Hollywood Has It Its Way at 'Hamburger' Movie Set

Times Staff Writer

Restaurant patrons along Winnetka Avenue in Canoga Park have been dropping in on a new fast-food eatery called Busterburger, hoping to get a taste of bull burgers, Bustershakes, cow pies and bull chips.

Instead, they've gotten a taste of Hollywood when they have opened the door to find cameras, film lights and an interior crammed with props as filming proceeds on the feature comedy, "Hamburger--The Motion Picture."

Chances are their appetites were whetted by the two 19-foot fiberglass bull's horns that sprout from the shop's front. A fiberglass hamburger is impaled on one horn, and the shop's would-be motto appears in bright, bull-red coloring: "A Lotta Bull in Every Bite!"

The transformation by film makers of the former taco stand into a fictional fast-food franchise has produced a daily spectacle of glassy-eyed motorists swiveling their heads toward the horns and annoyed some neighborhood residents with traffic delays. But it has also kept many neighbors laughing at the garish set parodying fast-food eateries.

In the past two weeks, locals have been treated to invasions of black-leathered bikers in search of a better burger, an explosion, and, on Wednesday evening, the crash of a truck loaded with 25 live chickens into a side of the building. In the film's script, the crash leads to the discovery of the ultimate chicken sandwich when one of the errant birds drops into the deep fryer.

As word of the impending crash spread through the neighborhood, 40 to 50 residents showed up to watch.

Filming at the Campos Famous Burritos franchise near the intersection of Winnetka Avenue and Saticoy Street, whose owner agreed to close his restaurant for the duration of the filming, is expected to be wrapped up Friday. The film is scheduled for release early next year.

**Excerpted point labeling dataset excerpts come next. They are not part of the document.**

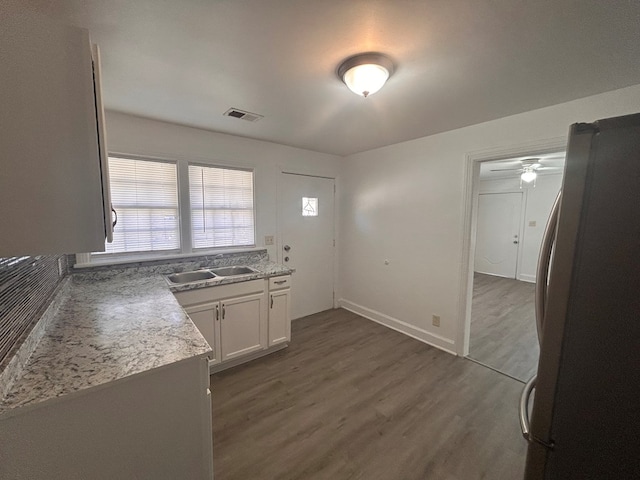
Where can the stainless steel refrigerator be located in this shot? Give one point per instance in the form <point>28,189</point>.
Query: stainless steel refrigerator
<point>585,412</point>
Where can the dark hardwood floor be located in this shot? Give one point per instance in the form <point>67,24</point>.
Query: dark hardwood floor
<point>503,329</point>
<point>351,399</point>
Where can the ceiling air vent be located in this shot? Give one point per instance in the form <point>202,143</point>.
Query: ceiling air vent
<point>248,116</point>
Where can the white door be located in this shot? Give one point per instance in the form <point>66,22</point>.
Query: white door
<point>497,237</point>
<point>306,242</point>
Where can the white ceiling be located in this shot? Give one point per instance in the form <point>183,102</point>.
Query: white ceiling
<point>550,164</point>
<point>459,62</point>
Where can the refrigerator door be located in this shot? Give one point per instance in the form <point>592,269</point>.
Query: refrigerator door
<point>584,418</point>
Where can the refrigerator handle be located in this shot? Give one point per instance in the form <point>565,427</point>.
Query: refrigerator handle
<point>524,408</point>
<point>544,261</point>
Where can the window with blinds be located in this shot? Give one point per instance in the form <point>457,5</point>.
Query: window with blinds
<point>145,196</point>
<point>221,201</point>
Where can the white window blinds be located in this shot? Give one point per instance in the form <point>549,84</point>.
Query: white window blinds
<point>145,195</point>
<point>221,207</point>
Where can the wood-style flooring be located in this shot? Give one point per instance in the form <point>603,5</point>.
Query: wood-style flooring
<point>503,329</point>
<point>351,399</point>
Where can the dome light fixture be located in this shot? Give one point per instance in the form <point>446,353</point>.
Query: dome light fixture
<point>366,73</point>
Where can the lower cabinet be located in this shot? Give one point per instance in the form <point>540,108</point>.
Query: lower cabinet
<point>155,424</point>
<point>242,320</point>
<point>233,318</point>
<point>242,326</point>
<point>279,316</point>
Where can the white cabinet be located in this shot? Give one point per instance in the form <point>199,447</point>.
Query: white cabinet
<point>279,310</point>
<point>155,424</point>
<point>54,189</point>
<point>206,317</point>
<point>233,318</point>
<point>242,326</point>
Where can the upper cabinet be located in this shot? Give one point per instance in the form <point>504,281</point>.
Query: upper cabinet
<point>54,185</point>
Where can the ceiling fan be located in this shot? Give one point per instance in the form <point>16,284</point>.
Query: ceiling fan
<point>528,169</point>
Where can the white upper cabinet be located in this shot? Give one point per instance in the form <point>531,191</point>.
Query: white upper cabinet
<point>54,187</point>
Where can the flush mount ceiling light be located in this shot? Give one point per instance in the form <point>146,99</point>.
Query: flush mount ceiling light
<point>365,73</point>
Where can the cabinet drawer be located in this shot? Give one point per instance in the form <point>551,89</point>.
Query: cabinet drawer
<point>219,292</point>
<point>277,283</point>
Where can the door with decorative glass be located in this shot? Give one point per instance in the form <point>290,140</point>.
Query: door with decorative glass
<point>306,240</point>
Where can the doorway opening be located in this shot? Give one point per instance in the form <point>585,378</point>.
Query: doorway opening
<point>509,218</point>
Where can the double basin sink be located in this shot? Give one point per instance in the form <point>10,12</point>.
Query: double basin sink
<point>197,275</point>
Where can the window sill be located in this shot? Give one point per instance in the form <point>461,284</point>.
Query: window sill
<point>99,262</point>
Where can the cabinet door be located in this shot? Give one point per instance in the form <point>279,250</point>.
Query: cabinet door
<point>242,326</point>
<point>279,317</point>
<point>206,319</point>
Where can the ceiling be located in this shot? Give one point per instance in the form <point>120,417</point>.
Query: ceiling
<point>549,164</point>
<point>459,62</point>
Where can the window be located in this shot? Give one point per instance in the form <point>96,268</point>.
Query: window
<point>309,207</point>
<point>221,201</point>
<point>156,218</point>
<point>145,195</point>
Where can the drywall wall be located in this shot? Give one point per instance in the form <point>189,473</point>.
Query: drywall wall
<point>405,203</point>
<point>538,201</point>
<point>133,135</point>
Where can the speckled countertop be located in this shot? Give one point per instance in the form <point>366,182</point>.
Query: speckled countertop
<point>111,324</point>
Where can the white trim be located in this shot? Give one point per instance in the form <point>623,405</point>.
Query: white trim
<point>523,277</point>
<point>470,207</point>
<point>412,331</point>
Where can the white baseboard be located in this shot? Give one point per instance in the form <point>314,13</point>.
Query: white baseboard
<point>527,278</point>
<point>398,325</point>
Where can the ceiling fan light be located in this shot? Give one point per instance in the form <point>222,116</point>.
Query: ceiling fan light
<point>366,73</point>
<point>528,175</point>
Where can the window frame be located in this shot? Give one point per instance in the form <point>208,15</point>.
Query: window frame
<point>184,217</point>
<point>201,250</point>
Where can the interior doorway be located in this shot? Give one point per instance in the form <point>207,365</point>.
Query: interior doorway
<point>510,217</point>
<point>498,233</point>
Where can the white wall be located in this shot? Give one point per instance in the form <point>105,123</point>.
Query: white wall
<point>132,135</point>
<point>538,201</point>
<point>406,203</point>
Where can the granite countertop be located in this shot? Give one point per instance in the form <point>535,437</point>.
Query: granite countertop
<point>264,269</point>
<point>111,324</point>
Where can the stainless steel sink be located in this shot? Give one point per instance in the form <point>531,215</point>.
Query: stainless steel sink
<point>232,271</point>
<point>186,277</point>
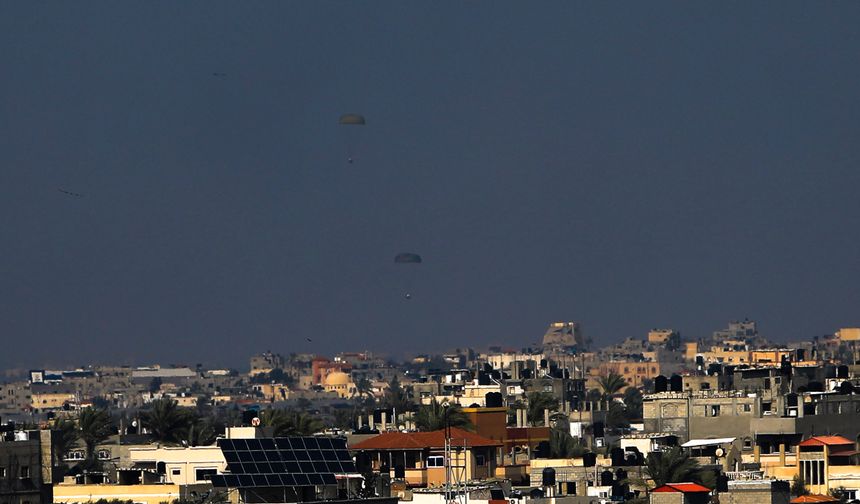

"I didn't know if it was a new place or not until I saw the menu," said Marcos Reyes, 13, of Canoga Park, referring to a bill of fare listing such unlikely offerings as refried spleens and not-so-super Busterburgers. "I mean, how many shops have horns on them?"

"I'm waiting to be discovered--to be a star in the movies," said Anita Jones, whose house sits across from the set. "I'm still waiting."

"If they want to use my pool or barbecue, they're welcome to it," Jones added with a laugh.

Parking Complaints

Jones, as did other residents, complained about parking problems caused by the 50-person film crew and its equipment. Others criticized the film company for not warning them of a planned explosion.

But most residents interviewed said they are enjoying the restaurant's zany design, which also has attracted would-be customers even while film crews were working inside.

"People would come in and say, 'I want lunch.' I'd say we're closed, then they'd ask what time will we be open," said Robert Lewis, the film's co-producer. "People are into it. They love the horns."

So they do.

A 'Great Gimmick'

"I think it's groovy; it's a great gimmick," said Rob Peeples, who lives in the area.

"I would definitely go in there if it were for real. It'd be my hangout," Peeples said.

Jones agreed. "They're dummies if they change it. It's good for business."

During remodeling of the shop in June, the construction crew reported that a few job-seekers wanted to apply for work at "Busterburger." Last week a would-be customer drove up to place an order with the eight-foot statue of a "pickle man" holding the menu card.

"There's been a continual flow of people," said Charles Meeker, one of the film's two chief producers. "I wouldn't be surprised if we don't wind up in the fast-food business."

$100,000 Spent on Remodeling

"Hamburger Productions," the film company set up for the movie is spending an estimated $100,000 to remodel the Mexican restaurant and then restore it to its original form by mid-July. Neither the restaurant's owner, Moises Campos, nor film crew members would say what the price is for renting the restaurant for two months.

"It'll be interesting to see what happens with this place," Meeker said. "We've told the owner that we'll leave it this way if he wants us to."

Campos indicated he wouldn't take the film makers up on their offer.

"For a Mexican restaurant, it's probably not too good," he said of the decor.